Am 22. Februar 2023 fand in der Botschaft der Republik Kasachstan der „Kasachisch-Deutsche Runde Tisch“ statt. Eingeladen dazu hatte der Ost-Ausschuss der Deutschen Wirtschaft als auch die Botschaft der Republik Kasachstan. Auch der Liberale Mittelstand Berlin war vertreten.  

In seiner Eröffnungsrede verwies der Botschafter von Kasachstan, S.E. Nurlan Onzhanov, auf die bereits lange und intensive Zusammenarbeit der Maschinenbauindustrie zwischen Deutschland und Kasachstan. Allein in den letzten 9 Jahren hat sich das Gesamtvolumen des Maschinenbauexports verneunfacht, von 600 Mio. USD auf 6,4. Mrd. USD.

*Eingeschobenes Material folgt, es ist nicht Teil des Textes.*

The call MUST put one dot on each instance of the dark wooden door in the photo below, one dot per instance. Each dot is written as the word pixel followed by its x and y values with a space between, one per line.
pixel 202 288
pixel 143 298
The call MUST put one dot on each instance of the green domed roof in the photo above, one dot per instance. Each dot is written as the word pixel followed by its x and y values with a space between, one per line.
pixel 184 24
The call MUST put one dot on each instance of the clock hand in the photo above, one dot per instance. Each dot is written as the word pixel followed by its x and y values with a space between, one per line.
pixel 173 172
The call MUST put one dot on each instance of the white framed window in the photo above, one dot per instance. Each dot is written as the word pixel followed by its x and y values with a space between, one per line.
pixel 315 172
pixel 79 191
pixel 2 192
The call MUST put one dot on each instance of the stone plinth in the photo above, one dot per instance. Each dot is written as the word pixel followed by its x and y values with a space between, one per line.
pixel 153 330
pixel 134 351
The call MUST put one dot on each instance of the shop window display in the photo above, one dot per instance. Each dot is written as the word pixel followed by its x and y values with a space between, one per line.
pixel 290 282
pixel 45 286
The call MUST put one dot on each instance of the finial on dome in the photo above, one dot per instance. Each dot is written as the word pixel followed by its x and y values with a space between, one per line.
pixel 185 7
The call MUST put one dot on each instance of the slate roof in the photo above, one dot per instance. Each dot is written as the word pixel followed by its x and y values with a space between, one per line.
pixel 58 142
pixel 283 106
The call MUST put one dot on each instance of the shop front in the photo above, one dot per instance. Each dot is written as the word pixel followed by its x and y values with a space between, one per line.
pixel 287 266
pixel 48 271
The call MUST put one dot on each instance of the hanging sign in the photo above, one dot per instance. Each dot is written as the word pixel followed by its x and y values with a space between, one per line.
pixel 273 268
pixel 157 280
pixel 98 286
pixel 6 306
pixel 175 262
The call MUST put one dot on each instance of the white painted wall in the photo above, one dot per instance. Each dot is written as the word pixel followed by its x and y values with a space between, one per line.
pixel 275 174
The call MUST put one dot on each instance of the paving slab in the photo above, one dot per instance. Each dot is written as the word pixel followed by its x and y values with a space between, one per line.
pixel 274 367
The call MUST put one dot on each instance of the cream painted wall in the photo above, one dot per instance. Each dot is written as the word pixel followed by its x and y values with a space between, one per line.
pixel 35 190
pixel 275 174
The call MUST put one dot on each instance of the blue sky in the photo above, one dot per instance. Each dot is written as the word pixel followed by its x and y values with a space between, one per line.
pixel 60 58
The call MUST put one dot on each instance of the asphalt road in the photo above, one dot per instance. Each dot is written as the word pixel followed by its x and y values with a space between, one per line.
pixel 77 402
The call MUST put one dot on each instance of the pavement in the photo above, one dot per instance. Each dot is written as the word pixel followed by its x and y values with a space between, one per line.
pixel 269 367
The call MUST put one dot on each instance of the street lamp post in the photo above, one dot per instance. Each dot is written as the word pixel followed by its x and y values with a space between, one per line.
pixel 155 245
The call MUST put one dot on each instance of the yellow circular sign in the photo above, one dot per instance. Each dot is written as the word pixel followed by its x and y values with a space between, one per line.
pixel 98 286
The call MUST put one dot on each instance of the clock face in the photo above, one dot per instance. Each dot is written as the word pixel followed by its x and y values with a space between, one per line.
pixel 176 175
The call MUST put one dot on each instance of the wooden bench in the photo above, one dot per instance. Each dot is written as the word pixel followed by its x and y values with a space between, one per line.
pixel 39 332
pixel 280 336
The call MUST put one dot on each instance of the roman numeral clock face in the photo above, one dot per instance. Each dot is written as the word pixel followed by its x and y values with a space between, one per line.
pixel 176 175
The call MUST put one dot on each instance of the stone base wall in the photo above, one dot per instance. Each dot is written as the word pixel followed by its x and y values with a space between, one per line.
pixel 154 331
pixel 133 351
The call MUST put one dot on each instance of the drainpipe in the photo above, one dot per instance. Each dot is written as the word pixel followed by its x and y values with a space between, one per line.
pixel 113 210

Die deutsche mittelständische Wirtschaft kann neue Ankerpunkte setzen, um somit eine Intensivierung des Maschinenbausektors weiter voranzubringen. Mit dem Präsidenten der Republik Kasachstans wurden Regierungsarbeits- gruppen in Kooperation mit deutschen Unternehmen eingerichtet. Parallel dazu wurden in Kooperation mit dem AIFC (Astana International Financial Center) umfassende Pakete von steuerlichen und finanziellen Anreizen zur Investition in Kasachstan geschaffen. Die Regierung von Kasachstan legt dabei großen Wert auf die gegenseitige und vorteilhafte Zusammenarbeit mit Deutschland und wird alles tun, um deutsche Partner zu unterstützen.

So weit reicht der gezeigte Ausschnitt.